Even with a realistic jump term, however, senior structures with genuine over-collateralization should nonetheless still be robust to modeling details while thinner structures should “feel” your tail assumptions.
Implications for Allocation
From a portfolio perspective, over-collateralized crypto loans are a new species of structured yield: they monetize correlation and liquidity risk rather than credit or duration risk. The carry comes from liquidation covariance—a payoff stream largely orthogonal to equities and only weakly linked to traditional credit spreads. For allocators, this makes them a useful source of uncorrelated income at a time when most risk premia are compressed.

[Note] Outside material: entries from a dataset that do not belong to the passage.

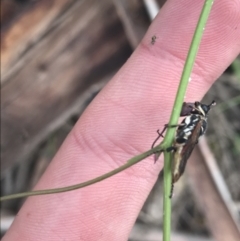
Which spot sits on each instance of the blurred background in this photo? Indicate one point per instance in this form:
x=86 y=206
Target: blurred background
x=56 y=55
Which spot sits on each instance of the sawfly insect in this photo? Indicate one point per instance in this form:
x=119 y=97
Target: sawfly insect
x=187 y=135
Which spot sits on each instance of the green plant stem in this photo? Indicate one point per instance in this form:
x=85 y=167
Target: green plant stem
x=168 y=140
x=236 y=67
x=128 y=164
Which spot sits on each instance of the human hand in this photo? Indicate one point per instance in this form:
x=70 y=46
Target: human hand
x=121 y=122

At the senior end, BTC/ETH loans with 75–80% liquidation thresholds resemble AAA securitized tranches: short-duration, self-liquidating, transparent, and yielding about 5% when the risk-free rate is 4.5%. The expected losses under diffusion dynamics are near zero, and the yield compensates mainly for operational and tail liquidity risk. For treasuries or stablecoin funds seeking a cash-plus alternative, this offers high real yield without duration—a rare combination in the current macro regime.
The altcoin and mixed-asset loans, typically 90–95% LTV and yielding 7–9%, function as mezzanine structured credit: they pay investors for thin protection and for the fact that correlation and liquidation costs spike together in stress. Their risk is liquidity-cyclical rather than macro-cyclical, so returns are imperfectly correlated with corporate credit or equities.
At the portfolio level, a 5–10% allocation to these loans can lift portfolio yield by roughly 50–100 bps while improving convexity: losses occur in brief liquidity shocks, not in slow macro drawdowns. Their short-tenor, on-chain mark-to-market design limits hidden leverage and duration drag, and the yield premium—essentially a correlation risk premium—is the type of spread that tends to compress as markets mature. In a world of overvalued equities and capped real rates, crypto-secured lending behaves like a new short-duration structured-income asset class: high Sharpe, low beta, and one of the few yield sources not already owned by every 60/40 portfolio.